Research Topics » Parsing and Compiling

Parsing and Compiling


Algol 60 Syntactic Chart

M

y involvement with parsing began as soon as I arrived in Grenoble in the early sixties. At that time, Burroughs had published a graphic syntactic chart of Algol that was very handy to use [TTW 61]. Essentially, that chart displayed Backus Naur Form (BNF) as a 2D map: Every appearance of a non-terminal (metavariable) in the right hand side of a grammar rule contained an indicator of the 2D coordinates where that non-terminal is defined. This visualization was unusually influential.  We had copies of it posted in our offices and got to know it almost by heart.

It was by that time that Brooker and Morris developed their recursive descent syntax-directed parsers [BMR 67] in England.  I recall reading about another recursive method proposed by E. T. Irons, who was then a doctoral student at Princeton [Iro 61]. The Brooker-Morris approach was top-down whereas Iron’s was bottom-up.  I remember implementing both algorithms, but it is important to understand that recursion in the sixties had not yet reached the widespread usage that it now has. Few compilers were able to handle recursion correctly mainly because the parameters were called in a variety of forms (e.g., value, reference, name) and it was not semantically clear how those parameters should be passed.

During the sixties, there was an articulated interest in Chomsky’s papers on grammars and hierarchies. S. Ginsburg had written a text on formal grammars and languages [Gin 66], but in that work there were no hints as how to apply the theory to practical algorithms that we all sensed were applicable to compilers. There were a number of influential papers that attempted to do precisely that and those papers had a considerable impact on my view of the field of parsing and compiling.  Among them I recall the following:

  • R. Floyd succeeded to explain the empirical work of Dijkstra on operator precedence parsing and its relationship with restricted types of context-free grammars [Flo 63].
  • E. Irons illustrated how to use ambiguous grammars in error detection [Iro 63].
  • D. Knuth proposed an interesting deterministic algorithm for bottom-up parsing by looking ahead to a fixed number of input characters [Knu 65].  Knuth himself thought that the proposed algorithm would not be practical but was contradicted a few years later when researchers like deRemer proved otherwise [DeR 71].
  • N. Wirth and H. Weber were able to generalize Floyd’s precedence algorithm [WW 66], and subsequently, J. Ichbiah and S. Morse improved precedence parsing to its present form [IM 70].
  • T. Griffiths and S. Petrick published a key paper on the relative efficiency of bottom-up and top-down parsers. Their approach consisted of simulating parsers using a two-stack Turing machines, simulating their behavior and establishing empirical estimates for efficiency [GP 65].
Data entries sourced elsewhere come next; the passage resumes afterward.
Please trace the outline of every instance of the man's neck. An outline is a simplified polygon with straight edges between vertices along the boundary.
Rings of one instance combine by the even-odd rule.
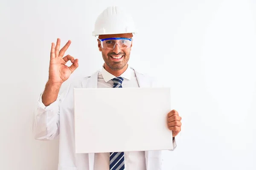
[[[107,71],[115,76],[118,77],[120,76],[120,75],[122,74],[125,71],[125,70],[126,70],[127,68],[128,67],[128,64],[127,64],[123,68],[120,70],[112,70],[105,64],[104,64],[104,68],[105,68],[105,70],[106,70]]]

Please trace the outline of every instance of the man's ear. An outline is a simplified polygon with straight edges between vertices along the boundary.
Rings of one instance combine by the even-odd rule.
[[[133,40],[131,40],[131,48],[130,48],[130,50],[131,50],[131,47],[132,47],[132,41],[133,41]]]
[[[102,48],[100,41],[99,39],[97,40],[97,41],[98,41],[98,48],[99,48],[99,51],[102,51]]]

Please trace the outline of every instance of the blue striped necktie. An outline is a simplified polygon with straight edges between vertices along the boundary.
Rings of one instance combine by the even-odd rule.
[[[124,78],[121,77],[114,78],[113,88],[122,88]],[[110,153],[110,170],[124,170],[125,169],[125,154],[123,152]]]

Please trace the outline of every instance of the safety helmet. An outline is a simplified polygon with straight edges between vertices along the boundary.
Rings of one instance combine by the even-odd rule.
[[[124,8],[116,6],[105,8],[98,17],[93,36],[137,32],[131,17]]]

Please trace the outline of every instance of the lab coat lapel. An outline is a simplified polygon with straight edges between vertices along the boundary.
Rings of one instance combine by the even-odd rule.
[[[98,71],[93,74],[90,77],[85,77],[83,81],[82,87],[83,88],[97,88],[98,84]],[[90,170],[93,170],[94,166],[94,153],[89,153],[89,168]]]
[[[135,74],[140,88],[150,88],[152,87],[152,80],[145,75],[137,72]],[[162,169],[161,152],[160,150],[145,151],[145,161],[147,170]]]
[[[97,88],[98,83],[98,74],[99,71],[98,71],[91,76],[84,78],[83,81],[83,88]]]

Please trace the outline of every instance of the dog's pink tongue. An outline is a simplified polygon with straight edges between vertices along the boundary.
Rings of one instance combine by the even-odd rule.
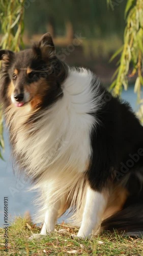
[[[16,106],[22,106],[24,105],[24,102],[20,102],[20,103],[16,103],[15,104]]]

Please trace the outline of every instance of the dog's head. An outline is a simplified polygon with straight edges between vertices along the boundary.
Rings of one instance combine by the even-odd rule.
[[[1,50],[0,60],[1,96],[5,106],[47,107],[62,95],[67,68],[56,56],[49,33],[32,49],[16,53]]]

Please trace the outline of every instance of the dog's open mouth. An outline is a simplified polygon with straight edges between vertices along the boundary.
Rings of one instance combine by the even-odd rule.
[[[20,106],[23,106],[24,105],[25,105],[26,102],[18,102],[18,103],[15,103],[15,105],[16,106],[17,106],[18,108],[20,107]]]

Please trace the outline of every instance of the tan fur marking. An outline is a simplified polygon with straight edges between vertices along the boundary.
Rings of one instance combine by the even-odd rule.
[[[8,95],[9,98],[11,98],[12,94],[13,93],[14,90],[14,85],[12,81],[11,81],[11,83],[9,84],[8,88]]]
[[[33,71],[33,70],[30,69],[30,68],[28,68],[26,70],[26,74],[30,74],[30,73],[31,73]]]
[[[122,209],[123,206],[128,196],[128,192],[125,188],[118,186],[111,193],[103,219],[109,217]]]
[[[32,83],[30,86],[25,86],[25,90],[30,93],[32,99],[31,103],[33,109],[41,102],[47,88],[48,84],[44,79],[40,79],[37,82]]]
[[[18,75],[18,70],[17,69],[15,69],[15,70],[14,71],[14,74],[15,74],[15,75]]]

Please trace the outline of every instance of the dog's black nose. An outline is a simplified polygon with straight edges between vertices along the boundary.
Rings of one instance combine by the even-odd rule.
[[[15,94],[14,98],[16,101],[22,101],[24,98],[24,94],[23,93]]]

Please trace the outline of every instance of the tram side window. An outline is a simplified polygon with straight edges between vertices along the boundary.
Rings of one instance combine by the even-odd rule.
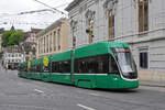
[[[117,63],[112,56],[109,57],[109,74],[119,74]]]
[[[70,61],[53,62],[52,73],[70,73]]]
[[[75,73],[105,74],[108,72],[109,72],[109,55],[97,55],[75,61]]]
[[[42,66],[43,66],[43,69],[42,69],[43,73],[50,73],[50,69],[48,69],[50,65],[48,66],[42,65]]]

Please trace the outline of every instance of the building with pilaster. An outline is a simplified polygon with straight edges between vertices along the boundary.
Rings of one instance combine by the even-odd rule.
[[[165,0],[74,0],[68,46],[130,45],[141,80],[165,81]]]
[[[68,20],[62,18],[36,35],[37,57],[68,50]]]

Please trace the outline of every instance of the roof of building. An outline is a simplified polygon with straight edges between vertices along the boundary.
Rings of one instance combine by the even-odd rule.
[[[12,45],[4,48],[4,53],[22,53],[21,46]]]
[[[42,31],[42,29],[33,29],[33,28],[31,28],[31,32],[32,33],[38,33],[38,32],[41,32]]]
[[[0,34],[2,34],[4,32],[4,29],[3,28],[1,28],[0,29]]]
[[[68,4],[68,7],[65,9],[66,11],[70,11],[75,6],[77,6],[82,0],[74,0],[72,3]]]
[[[66,21],[66,18],[61,18],[57,21],[55,21],[53,24],[51,24],[48,28],[46,28],[45,30],[38,32],[36,34],[36,37],[44,35],[45,33],[47,33],[48,31],[53,30],[54,28],[59,26],[64,21]]]

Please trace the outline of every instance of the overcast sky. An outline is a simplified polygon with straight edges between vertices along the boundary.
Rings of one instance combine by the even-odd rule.
[[[73,0],[38,0],[51,7],[58,7],[58,10],[64,11],[64,9]],[[35,11],[48,9],[45,6],[36,2],[35,0],[0,0],[0,28],[6,28],[9,30],[11,25],[15,29],[21,29],[29,31],[31,28],[44,29],[51,23],[55,22],[57,19],[64,16],[61,13],[53,13],[51,11],[31,13],[23,15],[15,15],[20,12]]]

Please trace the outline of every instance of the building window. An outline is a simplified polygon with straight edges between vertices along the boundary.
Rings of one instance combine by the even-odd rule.
[[[148,0],[139,0],[139,32],[148,31]]]
[[[147,68],[148,67],[147,52],[140,52],[140,67]]]
[[[109,40],[114,38],[114,14],[113,11],[109,11],[109,16],[108,16],[108,34],[109,34]]]
[[[52,33],[50,34],[50,52],[52,52]]]
[[[58,51],[61,50],[61,29],[58,30]]]
[[[56,51],[56,31],[54,31],[54,51]]]

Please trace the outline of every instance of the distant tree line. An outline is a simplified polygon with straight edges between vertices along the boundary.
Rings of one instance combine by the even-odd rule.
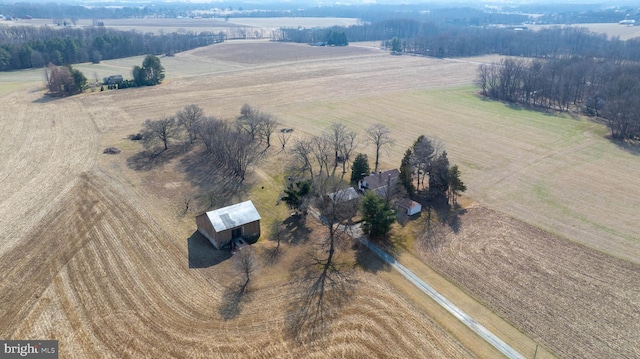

The aforementioned papers certainly influenced my views on syntax-directed compilers. They also had a considerable impact on the work of my Grenoble colleague, Alain Colmerauer, who was able to generalize Floyd’s work on precedence grammars by introducing two-stack parsers instead of one [Col 70]. His work covered both deterministic and non-deterministic parsers and was, perhaps, inspirational to his subsequent key role in developing Prolog.

My own interest during my time in Grenoble became the development of languages for compiler writing, which ultimately became the subject of my second doctoral dissertation [Coh 67a]. This quest explored almost all the ingredients for implementing packages like YACC and LEX. However, that project would have been too ambitious at that time; computers lacked the necessary memory and speed and the available programming languages were relatively primitive as compared to those that became available in the seventies.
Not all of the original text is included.